第四百四十七話「沈まぬ太陽と、銀髪の姫の『黄昏の遊び場』」
それは、王国の歴史書に「黄金の停滞」として記されることとなる、奇妙な一日のことである。
夕刻が訪れるはずの刻限になっても、太陽は西の空に釘付けにされたかのように留まり、沈もうとしなかった。
空は、永遠に続く黄昏の茜色に染め上げられ、影は長く伸びたまま、時間という概念を拒絶して静止していた。
王城の天文学者たちは、天球儀を回し、古代の予言書を紐解いては、顔面を蒼白にさせていた。
「天の車輪が止まった! 太陽神が、地上の何かに魅入られ、帰還の道を忘れたに違いない!」
人々は、終わらない昼に畏れを抱き、神殿に祈りを捧げた。
しかし、薔薇の塔のテラスには、その「太陽を足止めした原因」が、無邪気に存在していた。
シャルロッテである。
彼女は、モフモフを抱き、燃えるような空に向かって、楽しげに手を振っていた。
「ねえ、お日様! まだ遊ぶの? いいよ、鬼ごっこをしましょう!」
シャルロッテの目には、太陽が巨大な天体ではなく、「まだ帰りたくないと駄々をこねる、真っ赤な顔をした大きな子供」として映っていた。
彼女は、この超自然的な現象を、問題や危機としてではなく、単なる「遊びの延長」として受け入れていたのだ。
シャルロッテは、テラスを駆け出した。
彼女が走ると、太陽の光もまた、彼女を追いかけるように、影の角度を変えた。
「こっちだよ! 捕まえてごらん!」
アルベルト王子やフリードリヒ王子が、心配してテラスへ駆けつけた時、彼らが目撃したのは、神話的な光景だった。
幼い姫君が笑い声を上げると、太陽のフレアが呼応するように揺らめく。
彼女が隠れようと柱の陰に入ると、太陽は光を強めて、その影を消し去ろうとする。
まるで、天体そのものが、一人の幼女と戯れているかのようだった。
「……信じられん。
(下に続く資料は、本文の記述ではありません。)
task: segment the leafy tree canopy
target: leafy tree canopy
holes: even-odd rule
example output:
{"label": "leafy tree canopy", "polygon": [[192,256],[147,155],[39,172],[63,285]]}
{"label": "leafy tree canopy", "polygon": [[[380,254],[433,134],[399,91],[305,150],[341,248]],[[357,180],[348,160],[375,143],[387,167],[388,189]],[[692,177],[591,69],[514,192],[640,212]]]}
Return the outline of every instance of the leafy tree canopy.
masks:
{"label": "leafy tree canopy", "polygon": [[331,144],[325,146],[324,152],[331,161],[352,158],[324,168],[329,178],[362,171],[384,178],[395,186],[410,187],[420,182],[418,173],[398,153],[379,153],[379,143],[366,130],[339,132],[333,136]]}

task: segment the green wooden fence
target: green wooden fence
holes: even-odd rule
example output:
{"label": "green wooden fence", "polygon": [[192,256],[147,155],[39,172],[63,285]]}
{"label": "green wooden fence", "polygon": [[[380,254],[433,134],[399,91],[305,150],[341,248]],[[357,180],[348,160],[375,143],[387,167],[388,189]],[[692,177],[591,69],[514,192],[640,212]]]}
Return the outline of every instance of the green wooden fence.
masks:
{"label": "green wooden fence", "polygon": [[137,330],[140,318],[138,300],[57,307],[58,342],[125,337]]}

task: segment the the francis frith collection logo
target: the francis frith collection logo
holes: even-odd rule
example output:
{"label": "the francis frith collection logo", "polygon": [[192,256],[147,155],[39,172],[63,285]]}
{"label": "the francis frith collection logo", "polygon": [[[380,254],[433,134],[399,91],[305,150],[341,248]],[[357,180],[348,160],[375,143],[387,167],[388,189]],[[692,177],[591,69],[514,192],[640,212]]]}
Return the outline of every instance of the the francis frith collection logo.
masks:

太陽が、シャルロッテの遊び相手になっているというのか」
「天体の運行すら、彼女の『遊びの時間』には逆らえないということか……」
兄たちは、ただ呆然と、その壮大な「鬼ごっこ」を見守るしかなかった。
永遠に続くかと思われた黄昏の中で、シャルロッテは遊び続けた。
シャボン玉を飛ばせば、それは割れることなく空へ昇り、新しい星になった。
お菓子を投げれば、それは空中で光の粒子となり、雲を甘い色に染めた。
しかし、やがてシャルロッテの動きが緩慢になった。
彼女は、大きなあくびを一つした。
「ふわぁ……。お日様、わたし、もう眠くなっちゃった」
シャルロッテは、その場にモフモフを枕にして横になった。
彼女の瞼が、ゆっくりと下りていく。
その、まつ毛が重なり合った、まさにその瞬間。
空に釘付けにされていた太陽が、急速に、しかし静かに、地平線へと沈み始めた。
世界を覆っていた茜色は、シャルロッテの眠りに合わせるように、深い群青色へと吸い込まれていく。
夜が来たのではない。
シャルロッテが眠ったから、世界が目を閉じたのだ。
ルードヴィヒ国王は、バルコニーからその光景を見て、震える声で側近に告げた。
「記録せよ。太陽が沈むのは、時が来たからではない。我が宝、我が娘が、夢の世界へ旅立つ準備が整ったからである、と」
星々が、シャルロッテの寝息に合わせて、一つ、また一つと瞬き始めた。
それは、宇宙全体が、一人の幼女の安眠を守るための、揺りかごへと変貌した夜であった。
この日、エルデンベルク王国には、新しい神話が生まれた。
『世界の光は、姫君の瞳が開いている間だけ、輝くことを許される』
それは、誰も解決しなかったが、誰もが納得した、美しくも恐ろしい愛の真理であった。